O escândalo levou à queda de alguns funcionários do
presidente Ronald Regan que haviam transformado a política antidrogas num dos
fatores estratégicos da Guerra Fria.
Em 2008, duas décadas depois da conspiração entre
os Estados Unidos e os narcos para derrubar os sandinistas nicaraguenses, foi
conhecido o complô para expulsar do poder um governo de esquerda nacionalista
da América Latina.
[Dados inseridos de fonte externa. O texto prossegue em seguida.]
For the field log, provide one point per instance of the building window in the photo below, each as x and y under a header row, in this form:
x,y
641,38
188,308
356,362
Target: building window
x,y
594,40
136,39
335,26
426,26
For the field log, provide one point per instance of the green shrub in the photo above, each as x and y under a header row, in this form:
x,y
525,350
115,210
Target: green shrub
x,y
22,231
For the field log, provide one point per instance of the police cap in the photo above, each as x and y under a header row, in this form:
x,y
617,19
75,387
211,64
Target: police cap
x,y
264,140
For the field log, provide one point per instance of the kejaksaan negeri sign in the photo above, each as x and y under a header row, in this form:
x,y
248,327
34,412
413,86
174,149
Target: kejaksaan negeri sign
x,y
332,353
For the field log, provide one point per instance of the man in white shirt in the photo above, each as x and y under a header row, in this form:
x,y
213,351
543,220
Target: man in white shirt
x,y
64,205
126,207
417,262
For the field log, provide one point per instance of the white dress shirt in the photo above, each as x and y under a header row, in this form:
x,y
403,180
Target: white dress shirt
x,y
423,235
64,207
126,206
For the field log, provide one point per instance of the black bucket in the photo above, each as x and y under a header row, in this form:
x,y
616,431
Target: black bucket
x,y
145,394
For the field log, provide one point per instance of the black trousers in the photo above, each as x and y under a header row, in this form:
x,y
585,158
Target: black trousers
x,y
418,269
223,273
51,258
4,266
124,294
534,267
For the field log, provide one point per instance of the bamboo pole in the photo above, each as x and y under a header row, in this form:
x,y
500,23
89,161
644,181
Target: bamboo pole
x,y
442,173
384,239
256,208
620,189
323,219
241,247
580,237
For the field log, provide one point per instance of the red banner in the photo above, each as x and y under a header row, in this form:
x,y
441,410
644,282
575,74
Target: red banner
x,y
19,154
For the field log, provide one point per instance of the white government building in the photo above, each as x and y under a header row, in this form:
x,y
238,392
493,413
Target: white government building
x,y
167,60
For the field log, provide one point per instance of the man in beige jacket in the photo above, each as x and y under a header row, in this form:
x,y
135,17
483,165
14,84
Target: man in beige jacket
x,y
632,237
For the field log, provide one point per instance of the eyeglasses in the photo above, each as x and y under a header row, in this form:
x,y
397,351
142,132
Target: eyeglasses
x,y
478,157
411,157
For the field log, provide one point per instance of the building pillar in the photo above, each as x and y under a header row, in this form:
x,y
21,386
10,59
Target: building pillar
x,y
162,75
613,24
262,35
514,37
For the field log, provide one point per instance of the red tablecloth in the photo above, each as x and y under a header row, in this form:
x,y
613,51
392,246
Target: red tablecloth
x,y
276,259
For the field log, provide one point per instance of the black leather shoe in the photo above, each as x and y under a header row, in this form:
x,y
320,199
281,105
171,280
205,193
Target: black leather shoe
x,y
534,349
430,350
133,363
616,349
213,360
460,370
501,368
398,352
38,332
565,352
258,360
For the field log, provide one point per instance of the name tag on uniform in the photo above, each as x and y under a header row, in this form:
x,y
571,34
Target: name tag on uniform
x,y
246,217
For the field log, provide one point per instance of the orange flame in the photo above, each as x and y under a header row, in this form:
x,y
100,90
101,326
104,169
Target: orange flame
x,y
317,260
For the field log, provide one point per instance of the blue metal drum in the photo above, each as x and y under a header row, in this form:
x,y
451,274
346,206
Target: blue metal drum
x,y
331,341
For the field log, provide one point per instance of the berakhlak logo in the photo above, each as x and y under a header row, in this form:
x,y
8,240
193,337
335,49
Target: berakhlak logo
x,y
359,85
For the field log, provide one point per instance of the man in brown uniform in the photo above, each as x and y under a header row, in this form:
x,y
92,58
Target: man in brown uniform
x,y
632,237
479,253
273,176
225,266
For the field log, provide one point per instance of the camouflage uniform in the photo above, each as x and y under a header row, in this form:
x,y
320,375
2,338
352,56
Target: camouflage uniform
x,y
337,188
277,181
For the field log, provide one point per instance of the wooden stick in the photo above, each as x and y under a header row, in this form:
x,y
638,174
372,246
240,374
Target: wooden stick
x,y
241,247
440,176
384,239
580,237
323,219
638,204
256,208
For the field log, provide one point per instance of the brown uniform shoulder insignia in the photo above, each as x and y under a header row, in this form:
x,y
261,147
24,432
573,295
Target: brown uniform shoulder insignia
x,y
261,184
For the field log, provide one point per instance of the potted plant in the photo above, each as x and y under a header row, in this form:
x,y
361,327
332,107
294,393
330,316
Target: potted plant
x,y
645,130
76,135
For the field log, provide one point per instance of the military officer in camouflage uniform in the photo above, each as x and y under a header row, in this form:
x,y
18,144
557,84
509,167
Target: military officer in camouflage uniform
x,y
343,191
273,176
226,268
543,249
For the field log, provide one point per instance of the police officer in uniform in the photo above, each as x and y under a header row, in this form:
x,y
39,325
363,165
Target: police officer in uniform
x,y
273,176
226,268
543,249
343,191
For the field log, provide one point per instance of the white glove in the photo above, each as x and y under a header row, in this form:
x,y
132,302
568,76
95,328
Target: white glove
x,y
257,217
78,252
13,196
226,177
Agora, o alvo era a República Plurinacional da Bolívia.
Evo percebeu imediatamente que a DEA, a USAID e a
embaixada ianque moviam as cordas por trás do movimento golpista encabeçado
pelos separatistas do estado de Santa Cruz de la Sierra, limítrofe com o
Brasil.
Em setembro daquele ano, Evo expulsou o embaixador
Philip Goldberg, e poucas semanas mais tarde, ordenou o fechamento dos
escritórios da DEA, que em vez de colaborar na luta contra o narcotráfico, se
dedicava a apoiar e coordenar os movimentos dos golpistas, realizando
espionagem a favor dos separatistas santacruzenhos.
Assim como os paramilitares colombianos, que
chegaram a propor a criação de um Estado independente no centro do país, os
separatistas bolivianos, apoiados pela DEA e a Embaixada dos Estados Unidos,
levantaram a bandeira da criação de uma república autônoma.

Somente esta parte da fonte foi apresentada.